We can learn a lot about presentation from stand-up comedians. One of my favorite comics is the always inappropriate, hilarious Kevin Hart. In his 2009 Comedy Central special, I’m A Grown Little Man (really really NSFW!), Hart makes fun of his children, analyzes his fights with his wife, and explains memorable moments at the gym and the zoo. Hart uses 7 techniques we can all study and apply to our next presentation:
Lesson 1: Audience Interaction. Like most skilled comedians, Hart gets his audience involved. He asks them questions before delivering his funny message. For example, he asks, “Have you ever met someone with a laugh that is so bad that you have to stop having a good time?” He then goes on to describe a date he had with a girl with a terrible laugh. Because he gets the audience thinking about their own lives and personal experiences, they really connect before the joke even begins.
Audiences automatically expect your presentation to be terrible. It’s because they’ve spent their entire lives sitting through boring, terrible presentations. You can create a strong speech by getting the audience involved. Ask them questions; ask them to picture or imagine something; ask them to participate. Involvement leads to engagement, and engaging presentations are presentations that work.
Lesson 2: Repetition. Repetition is an age-old public speaking tool. Garr Reynolds blogged about repetition back in January of 2008: “Repetition is a classic technique in presentation and speech making (and in design as well). It can help you tie the theme together and it creates clarity for the listener. Every school kid in America, for example, learns about one of the greatest speeches in American history, “I Have a Dream” by Martin Luther King, Jr. In that 1963 speech, MLK used the “I have a dream” refrain through out” (Source). In fact, MLK repeats the phrase “I have a dream” in “eight successive sentences” (Source).
Kevin Hart uses repetition in his comedy routine. For example, his children are a theme continuously repeated throughout the show, and they pop up in jokes from the beginning to the end. You can repeat not only theme, but also individual words and short phrases. At about 30:00, Hart explains his encounter with an ostrich. He keeps repeating that the ostrich’s body was facing one way with its head facing another way. He repeats this description several times, and the repetition works to put us in the moment; to give us a memorable phrase to repeat along with Hart; and to move the joke along while coming back to the same familiar punchline.

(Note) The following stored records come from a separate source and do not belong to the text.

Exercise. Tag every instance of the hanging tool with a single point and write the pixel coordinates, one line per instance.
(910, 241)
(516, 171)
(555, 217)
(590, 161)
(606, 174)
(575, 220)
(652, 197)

Lesson 3: Self-Depreciating Humor. Hart constantly makes fun of himself. This is always the best kind of humor because the audience doesn’t feel guilty about laughing. The very first joke he makes is that the microphone stand stands too high and makes him look small. The audience immediately feels comfortable with Hart because he doesn’t take himself too seriously. Some comedians’ first joke is to make fun of audience members. This makes people in the first row uneasy. Hart never does this to his audience, and the only person in the room he takes shots at is himself. In a presentation, audiences respond well to self-depreciating humor. Never make fun of specific audience members. They don’t like it, and they don’t like you when you do it.
Lesson 4: Storytelling. Duarte tells us that storytelling is essential in a presentation. Hart is a strong storyteller because he puts the audience right there in the moment with him. He uses vivid detail, imagery, and concrete language effectively. For example, within the first 10 minutes, Hart describes a scene where his friend gets into a fight at a bar. He sets up the punchline with a story – explaining in detail the scene, what he was doing, what his friend was doing, and how the fight occurred. His storytelling helps Hart land the punchline, and just like story is essential in a comedy routine, it is just as essential in a presentation. Duarte recommends you mix a little bit of story with a little bit of report (facts) to make your next presentation memorable.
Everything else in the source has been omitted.